In collaboration with Northwestern University’s Robert H. Lurie Comprehensive Cancer Center, UCSF will open a trial using the Carthera implantable ultrasound device. The phase I/II clinical trial will enroll patients with recurrent glioblastoma with a planned surgery for tumor recurrence. At the time of surgery, a device with a fixed array of nine ultrasound transducers will be implanted in place of the skull. Once the patient has recovered from surgery, the device will be utilized to increase the delivery of carboplatin and paclitaxel to the tumor.
Disrupting the blood-brain barrier may also provide information about an individual patient’s tumor biology without the need for biopsy.

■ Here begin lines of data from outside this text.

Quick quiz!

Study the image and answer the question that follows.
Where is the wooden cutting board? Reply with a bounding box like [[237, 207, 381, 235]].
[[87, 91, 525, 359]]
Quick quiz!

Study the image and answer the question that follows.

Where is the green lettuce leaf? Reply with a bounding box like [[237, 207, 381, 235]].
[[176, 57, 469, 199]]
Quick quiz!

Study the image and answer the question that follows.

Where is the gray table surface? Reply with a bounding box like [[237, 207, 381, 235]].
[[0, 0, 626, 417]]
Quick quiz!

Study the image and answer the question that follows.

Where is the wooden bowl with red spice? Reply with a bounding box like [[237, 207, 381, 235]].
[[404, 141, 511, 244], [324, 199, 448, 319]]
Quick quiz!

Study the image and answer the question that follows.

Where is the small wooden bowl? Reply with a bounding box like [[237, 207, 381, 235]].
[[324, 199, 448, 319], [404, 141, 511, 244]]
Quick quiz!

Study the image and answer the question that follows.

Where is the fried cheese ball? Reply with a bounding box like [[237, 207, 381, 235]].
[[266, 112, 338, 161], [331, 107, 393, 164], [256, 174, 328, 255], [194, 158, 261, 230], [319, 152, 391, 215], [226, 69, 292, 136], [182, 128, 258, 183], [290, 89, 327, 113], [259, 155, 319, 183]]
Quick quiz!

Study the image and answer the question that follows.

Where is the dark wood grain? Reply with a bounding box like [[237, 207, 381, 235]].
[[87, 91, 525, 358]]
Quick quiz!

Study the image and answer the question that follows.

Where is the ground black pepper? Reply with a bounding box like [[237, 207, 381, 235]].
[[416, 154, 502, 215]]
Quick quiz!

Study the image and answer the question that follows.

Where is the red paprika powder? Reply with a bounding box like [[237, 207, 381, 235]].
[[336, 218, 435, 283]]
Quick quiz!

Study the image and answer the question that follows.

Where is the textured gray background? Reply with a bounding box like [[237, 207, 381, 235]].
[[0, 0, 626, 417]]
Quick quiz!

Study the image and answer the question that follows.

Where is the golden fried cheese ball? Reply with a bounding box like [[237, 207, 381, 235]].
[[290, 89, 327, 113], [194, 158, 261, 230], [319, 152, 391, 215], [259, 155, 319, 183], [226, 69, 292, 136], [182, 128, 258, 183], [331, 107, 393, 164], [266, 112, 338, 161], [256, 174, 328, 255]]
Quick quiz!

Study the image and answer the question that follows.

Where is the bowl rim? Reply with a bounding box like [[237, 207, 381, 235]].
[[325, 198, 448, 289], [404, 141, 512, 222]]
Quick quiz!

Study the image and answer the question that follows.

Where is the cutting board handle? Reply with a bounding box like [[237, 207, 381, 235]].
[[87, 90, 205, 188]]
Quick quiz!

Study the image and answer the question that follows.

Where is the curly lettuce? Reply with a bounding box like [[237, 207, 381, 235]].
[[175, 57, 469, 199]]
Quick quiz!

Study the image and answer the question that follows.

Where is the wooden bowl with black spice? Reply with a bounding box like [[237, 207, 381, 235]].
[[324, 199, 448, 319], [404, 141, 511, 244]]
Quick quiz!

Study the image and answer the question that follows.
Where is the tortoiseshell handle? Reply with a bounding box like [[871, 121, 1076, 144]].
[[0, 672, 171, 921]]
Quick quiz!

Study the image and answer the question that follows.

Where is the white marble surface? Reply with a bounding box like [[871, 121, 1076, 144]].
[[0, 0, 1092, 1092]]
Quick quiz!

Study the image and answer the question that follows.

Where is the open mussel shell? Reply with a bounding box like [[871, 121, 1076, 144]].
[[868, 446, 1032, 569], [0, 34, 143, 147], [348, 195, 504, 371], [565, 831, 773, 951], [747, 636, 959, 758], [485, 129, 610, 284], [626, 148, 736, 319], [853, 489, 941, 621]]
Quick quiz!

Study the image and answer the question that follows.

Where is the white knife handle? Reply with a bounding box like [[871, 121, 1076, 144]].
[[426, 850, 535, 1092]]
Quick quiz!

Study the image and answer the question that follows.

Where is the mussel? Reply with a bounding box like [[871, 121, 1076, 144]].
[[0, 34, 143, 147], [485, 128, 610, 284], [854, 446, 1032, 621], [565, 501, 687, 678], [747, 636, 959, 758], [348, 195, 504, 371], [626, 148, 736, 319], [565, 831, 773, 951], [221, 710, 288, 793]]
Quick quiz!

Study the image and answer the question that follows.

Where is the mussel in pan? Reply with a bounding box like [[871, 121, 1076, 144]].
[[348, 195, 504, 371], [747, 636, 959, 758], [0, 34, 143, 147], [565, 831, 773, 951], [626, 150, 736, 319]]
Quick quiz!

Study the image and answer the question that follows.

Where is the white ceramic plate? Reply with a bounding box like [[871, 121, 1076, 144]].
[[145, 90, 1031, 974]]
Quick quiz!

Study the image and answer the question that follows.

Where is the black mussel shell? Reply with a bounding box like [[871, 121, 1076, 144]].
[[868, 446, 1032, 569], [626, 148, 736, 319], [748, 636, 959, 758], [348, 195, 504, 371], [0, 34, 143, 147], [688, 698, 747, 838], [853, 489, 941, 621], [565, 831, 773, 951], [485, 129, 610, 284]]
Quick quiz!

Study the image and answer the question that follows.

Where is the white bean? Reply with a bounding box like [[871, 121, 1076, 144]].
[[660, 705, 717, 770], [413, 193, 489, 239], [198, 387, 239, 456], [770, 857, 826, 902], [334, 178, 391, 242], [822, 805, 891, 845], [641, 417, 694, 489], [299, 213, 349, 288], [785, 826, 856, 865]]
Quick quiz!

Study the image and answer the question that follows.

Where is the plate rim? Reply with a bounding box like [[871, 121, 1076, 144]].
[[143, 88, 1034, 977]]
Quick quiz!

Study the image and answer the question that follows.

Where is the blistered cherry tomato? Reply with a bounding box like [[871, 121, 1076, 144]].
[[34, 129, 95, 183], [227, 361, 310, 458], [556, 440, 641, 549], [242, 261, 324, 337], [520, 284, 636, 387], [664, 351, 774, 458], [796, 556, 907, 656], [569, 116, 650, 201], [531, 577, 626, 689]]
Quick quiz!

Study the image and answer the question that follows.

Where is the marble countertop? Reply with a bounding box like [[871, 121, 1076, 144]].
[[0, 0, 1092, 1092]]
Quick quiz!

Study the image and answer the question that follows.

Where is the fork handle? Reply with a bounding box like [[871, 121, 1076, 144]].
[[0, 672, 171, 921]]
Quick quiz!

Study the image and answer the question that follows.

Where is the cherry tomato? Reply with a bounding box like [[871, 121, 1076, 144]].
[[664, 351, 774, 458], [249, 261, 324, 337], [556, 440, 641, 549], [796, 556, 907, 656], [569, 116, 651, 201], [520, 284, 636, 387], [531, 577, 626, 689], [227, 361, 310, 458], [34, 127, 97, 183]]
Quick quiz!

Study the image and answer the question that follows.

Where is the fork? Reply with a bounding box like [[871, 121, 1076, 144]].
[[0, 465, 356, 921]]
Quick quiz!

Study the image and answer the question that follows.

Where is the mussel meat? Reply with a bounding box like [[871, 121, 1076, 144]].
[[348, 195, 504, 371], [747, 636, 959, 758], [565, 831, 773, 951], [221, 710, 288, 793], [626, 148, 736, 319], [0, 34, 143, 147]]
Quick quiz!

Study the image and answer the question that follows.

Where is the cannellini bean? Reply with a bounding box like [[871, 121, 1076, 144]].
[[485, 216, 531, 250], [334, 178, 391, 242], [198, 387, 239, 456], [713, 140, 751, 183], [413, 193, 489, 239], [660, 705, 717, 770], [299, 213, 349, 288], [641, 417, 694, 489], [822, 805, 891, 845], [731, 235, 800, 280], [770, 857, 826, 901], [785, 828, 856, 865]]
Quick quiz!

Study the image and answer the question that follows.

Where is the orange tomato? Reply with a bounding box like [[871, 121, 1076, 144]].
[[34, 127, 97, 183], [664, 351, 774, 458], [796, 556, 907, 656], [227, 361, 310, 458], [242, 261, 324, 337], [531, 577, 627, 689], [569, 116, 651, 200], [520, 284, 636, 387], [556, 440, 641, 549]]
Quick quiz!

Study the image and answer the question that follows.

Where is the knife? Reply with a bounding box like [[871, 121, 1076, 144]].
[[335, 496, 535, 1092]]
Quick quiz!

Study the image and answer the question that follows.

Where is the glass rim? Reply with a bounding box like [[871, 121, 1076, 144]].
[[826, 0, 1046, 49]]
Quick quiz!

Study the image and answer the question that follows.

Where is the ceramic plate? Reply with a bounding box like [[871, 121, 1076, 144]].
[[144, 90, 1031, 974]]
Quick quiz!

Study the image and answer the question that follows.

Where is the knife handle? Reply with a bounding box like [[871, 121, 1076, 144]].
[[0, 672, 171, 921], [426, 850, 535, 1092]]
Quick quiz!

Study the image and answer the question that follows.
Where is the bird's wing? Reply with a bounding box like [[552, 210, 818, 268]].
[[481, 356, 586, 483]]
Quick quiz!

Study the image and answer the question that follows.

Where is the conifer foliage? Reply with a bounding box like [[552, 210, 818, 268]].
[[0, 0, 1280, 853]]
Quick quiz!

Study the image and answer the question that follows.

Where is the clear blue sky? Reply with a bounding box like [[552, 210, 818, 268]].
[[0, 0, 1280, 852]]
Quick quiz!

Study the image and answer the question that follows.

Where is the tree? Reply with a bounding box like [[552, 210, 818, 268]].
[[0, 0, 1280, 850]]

Liquid biopsies, which measure circulating tumor DNA (ctDNA) in the blood, have been successful in diagnosing many types of cancer, but the blood-brain barrier prevents measurable concentrations from entering the blood of brain tumor patients. Focused ultrasound can temporarily allow tumor ctDNA to enter the bloodstream.
In a new trial of glioblastoma patients, liquid biopsy will be collected before and after focused ultrasound treatment. Those biopsies will then be compared to a tissue sample taken after surgery to determine if biomarkers circulating in the blood correspond to those found in the tumor.
“If ctDNA is increased following focused ultrasound treatment, we may have a new tool to non-invasively assess tumor burden and understand how the disease changes over time,” de Groot said.
It may be especially helpful to identify whether changes on follow-up MRI scans are due to tumor progression or effects of treatment, such as radiation necrosis. Treatment-induced changes that mimic progression are referred to as pseudoprogression and can make it difficult to plan an appropriate treatment course.
As researchers continue to explore the use of focused ultrasound, de Groot believes that this technology may help guide new treatment strategies and enhance the efficacy of novel therapies.